Indexation Allowance scrapped
Although an effective tax hike from 10% to 18% will be unwelcome enough, much more serious for farm businesses if the loss of indexation allowance.
Because farmland values were quite high in the reference year – 1982 – indexation provided for an inflationary “paper” increase in worth.
In practice, if farmland was worth about £1500/acre in 1982, indexation effectively doubled the base value. The indexation allowance shielded the entire inflationary gain until 1998, so tax was only chargeable on the “real” gain in value.
“The chancellor has now stripped all that away. Now the entire gain, both inflationary and in real terms, is all taxable from 6 April next year. It effectively eats into the capital value of farmland assets,” said Mr Moody.
“Those who deliberating about selling in the next few months are likely to bring sales forward. Where they cannot, the only relief that is still useful to them is rollover relief, which, with its time limits of three years, is likely to put upward pressure on prices – generating yet more capital gains tax.
“My concern is that the chancellor has only thought about the position of companies – not sole traders or partnerships.

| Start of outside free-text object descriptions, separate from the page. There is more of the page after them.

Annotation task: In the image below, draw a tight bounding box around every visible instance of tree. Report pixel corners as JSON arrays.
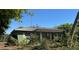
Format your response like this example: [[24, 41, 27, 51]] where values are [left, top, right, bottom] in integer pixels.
[[57, 23, 73, 47], [57, 23, 72, 33], [0, 9, 26, 35], [57, 23, 79, 48]]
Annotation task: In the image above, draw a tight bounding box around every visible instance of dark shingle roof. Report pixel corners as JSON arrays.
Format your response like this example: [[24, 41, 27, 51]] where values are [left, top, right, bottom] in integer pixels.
[[36, 28, 63, 32], [13, 27, 63, 32], [15, 27, 37, 31]]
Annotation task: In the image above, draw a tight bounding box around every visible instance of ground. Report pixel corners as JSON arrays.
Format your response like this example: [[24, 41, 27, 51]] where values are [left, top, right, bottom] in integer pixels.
[[0, 42, 17, 50]]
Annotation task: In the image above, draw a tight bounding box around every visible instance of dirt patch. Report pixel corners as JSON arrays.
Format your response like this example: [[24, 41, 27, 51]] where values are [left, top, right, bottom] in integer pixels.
[[0, 42, 17, 50]]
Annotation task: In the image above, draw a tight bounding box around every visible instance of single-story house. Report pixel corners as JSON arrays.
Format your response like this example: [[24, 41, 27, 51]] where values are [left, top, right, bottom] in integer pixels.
[[10, 27, 64, 44]]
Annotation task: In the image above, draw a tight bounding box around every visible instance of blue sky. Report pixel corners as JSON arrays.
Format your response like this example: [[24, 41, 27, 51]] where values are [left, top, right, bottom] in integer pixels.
[[6, 9, 78, 34]]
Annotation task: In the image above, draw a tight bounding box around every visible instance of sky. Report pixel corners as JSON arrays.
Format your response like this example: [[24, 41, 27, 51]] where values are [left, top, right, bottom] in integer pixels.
[[6, 9, 78, 34]]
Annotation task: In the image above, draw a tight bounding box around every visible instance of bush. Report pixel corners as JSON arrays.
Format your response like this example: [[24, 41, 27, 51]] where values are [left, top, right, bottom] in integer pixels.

Despite the fanfare, the chancellor’s announcements on inheritance tax rules made little difference in real terms, Mr Moody added. “Ostensibly, he doubled the allowance for married couples. But in practice it’s just made it easier to do this and he hasn’t done anything for people who aren’t married.
“It allows married couples to transfer unused nil-rate bands between them so when the surviving spouse dies both reliefs can be used. It adds an element of flexibility but it’s not something that couldn’t have been done before.”
Charles Birch of Brown & Co urged landowners contemplating a sale to act decisively.
“While non-business assets such as cottages may well be taxed more lightly under the new rules, even where they have been held for a long time, the new regime would be a particular blow for land as indexation plays a very great part in reducing the taxable value on land sales.’
“Landowners, particularly those contemplating a sale or transfer to the next generation, have serious extra issues to consider and implement before spring 2008. Not only is it necessary to take advice about established trusts, but decisions need to be made whether to advance or delay transactions.”